It Takes A Village: The Case for Multi-Agentic AI
As AI agent technology matures some patterns are emerging. Agents have proven themselves indisputably useful in the coding space, and likely they just have to conquer this space before they conquer the world. Agents appear most useful not as “autonomous” ersatz people or anthropomorphized mock employees, but as contextually adaptable, automated workflow handlers. That is to say, the most effective agentic solutions are ones that don’t try to imitate a person, but instead that are built more like traditional programs operating over well-defined workflows, and that respect time-honored software design principles like the single responsibility principle, interface segregation, modularity, etc.
If we follow these design principles and take them seriously and treat agents as programs, we’re led to the conclusion that we shouldn’t stuff too many responsibilities into a single agent-we should modularize. Any complex workflow, therefore, might better be served by a sequence of agents each with a single responsibility and a communication interface between them. Hence, I’m led to the belief that the only right way to do agentic AI is multi-agentic AI.
Despite the logical conclusion that the only way to do agentic AI is to make it multi-agentic, the multi approach has problems with coordination and scalability that still need to be worked out. (You could become very rich if you did figure it out, by the way.) Taking all that into account, let’s review what works and what doesn’t.
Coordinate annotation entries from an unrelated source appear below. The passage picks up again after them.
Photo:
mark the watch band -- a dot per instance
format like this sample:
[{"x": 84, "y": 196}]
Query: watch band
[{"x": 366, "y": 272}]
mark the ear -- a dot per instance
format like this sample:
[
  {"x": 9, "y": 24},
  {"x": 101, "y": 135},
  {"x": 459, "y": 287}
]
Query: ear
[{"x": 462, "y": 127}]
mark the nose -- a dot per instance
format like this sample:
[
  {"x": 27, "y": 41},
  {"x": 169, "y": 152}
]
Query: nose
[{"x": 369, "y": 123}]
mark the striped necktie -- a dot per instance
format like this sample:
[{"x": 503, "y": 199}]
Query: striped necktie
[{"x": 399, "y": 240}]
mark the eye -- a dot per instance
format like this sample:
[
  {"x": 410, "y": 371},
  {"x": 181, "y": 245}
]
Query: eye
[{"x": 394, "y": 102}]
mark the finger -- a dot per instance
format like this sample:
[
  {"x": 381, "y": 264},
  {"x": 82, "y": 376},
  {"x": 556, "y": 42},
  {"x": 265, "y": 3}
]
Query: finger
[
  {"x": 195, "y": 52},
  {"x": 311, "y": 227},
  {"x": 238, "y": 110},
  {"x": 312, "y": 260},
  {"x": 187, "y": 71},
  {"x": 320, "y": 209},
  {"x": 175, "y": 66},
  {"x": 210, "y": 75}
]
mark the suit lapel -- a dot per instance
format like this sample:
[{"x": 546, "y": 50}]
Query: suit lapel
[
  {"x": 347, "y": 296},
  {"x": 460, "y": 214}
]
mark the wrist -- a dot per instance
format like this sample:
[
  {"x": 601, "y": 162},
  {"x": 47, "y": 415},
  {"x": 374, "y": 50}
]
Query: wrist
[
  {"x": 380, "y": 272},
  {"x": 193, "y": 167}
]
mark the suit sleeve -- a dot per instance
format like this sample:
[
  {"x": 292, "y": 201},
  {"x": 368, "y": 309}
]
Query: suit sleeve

Why Lone Wolfing it is A Bad Idea
Unless you have a relatively simple workflow it’s probably a bad idea to overburden a lone agent with too many responsibilities. We’re not at AGI yet, and these LLMs can get lost in labyrinths of context of their own creation without the proper guardrails. If you’re using a single agent to do a lot, ask yourself if this process could not be improved by dividing tasks up between single-purpose specialist agents.
It Takes Two to Tango: the Brain-Hand Pattern
One smart pattern is to have a big, powerful but expensive model like Claude Opus or o3 serve as the “brain” and do the planning, solution proposing, and analysis, and a smaller, lighter, but cheaper model to serve as the “hand” and do the extended instruction following and execution. This is far more cost effective than having the big model power through everything, and it yields better results than having the smaller model bite off more than it can chew. This “the head thinks, the hand acts” pattern is generally quite sound, and since it only requires a pair of models working in close proximity, it’s generally manageable in terms of coordination complexity.
If you look at a well-designed agentic workflow like Claude Code, you’ll see that it’s making calls to Haiku under the hood, showing evidence of this pattern in action.

Ideally, your agents should be decoupled, and only interact through well defined API contracts. If you divide agents by task, you’ll need communication protocols for them to share information. This part is tricky, and I don’t think anyone has figured out yet how to do it optimally. Probably the solution is to not have the agents have sprawling conversations and debates with each other like people would, but to build predictable interfaces for exchanging structured outputs, again much like regular software modules. This coordination and communication problem compounds exponentially the more agents you have, which is why for now it generally seems best to limit it to a few tight-nit agents rather than a vast fleet.
Assembly Line
Because complex heterarchical (many-to-many) communication protocols are difficult to coordinate, another good multi-agent pattern is the assembly line. A planner agent might set the agenda, and then each agent in the workflow does its job and passes the result forward, resulting in a progressively developing product. Each agent has its own tools and logic for doing what it does well. Perhaps the final agent inspects the finished product, and if it meets specifications, approves it. Otherwise it might get kicked back to the first step.
Synchronized Swimming: The Benefits of Parallelism
Another distinct advantage of a multi-agent setup is that it can be parallelized. Configuring and launching multiple threads for a set of agents means tasks can be accomplished that much faster. However, caution is advised if these agents must compete over shared resources or coordinate their work. As with all things collaborative, careful task definition and assignment is essential so that agents aren’t interfering with each other. Setting a bunch of agents loose on a codebase can be a great way to destroy it if they aren’t channeled properly. So far, none of the solutions I’ve seen on the market have really build a sophisticated synchronization mechanism to handle large, parallel agentic workflows, so there’s a major opportunity for whoever can get there first.
It’s widely assumed that these LLMs will continue to improve with time, and that brute power will override any need for clever architecting. Eventually one single model will be so powerful it can do it all (Although it’s hard to see this ever simultaneously working on parallel tasks.) But if we treat AI agents as software, such monolithic designs screams anti-pattern. The challenge currently is that, to my knowledge, no one has figured out how to solve the coordination and task delegation problems scalably. There may come a day when we have hundreds or even thousands of these things operating together in synchronized swarms to accomplish superhuman tasks, but for now the full promise of multi-agentic AI is beyond reach.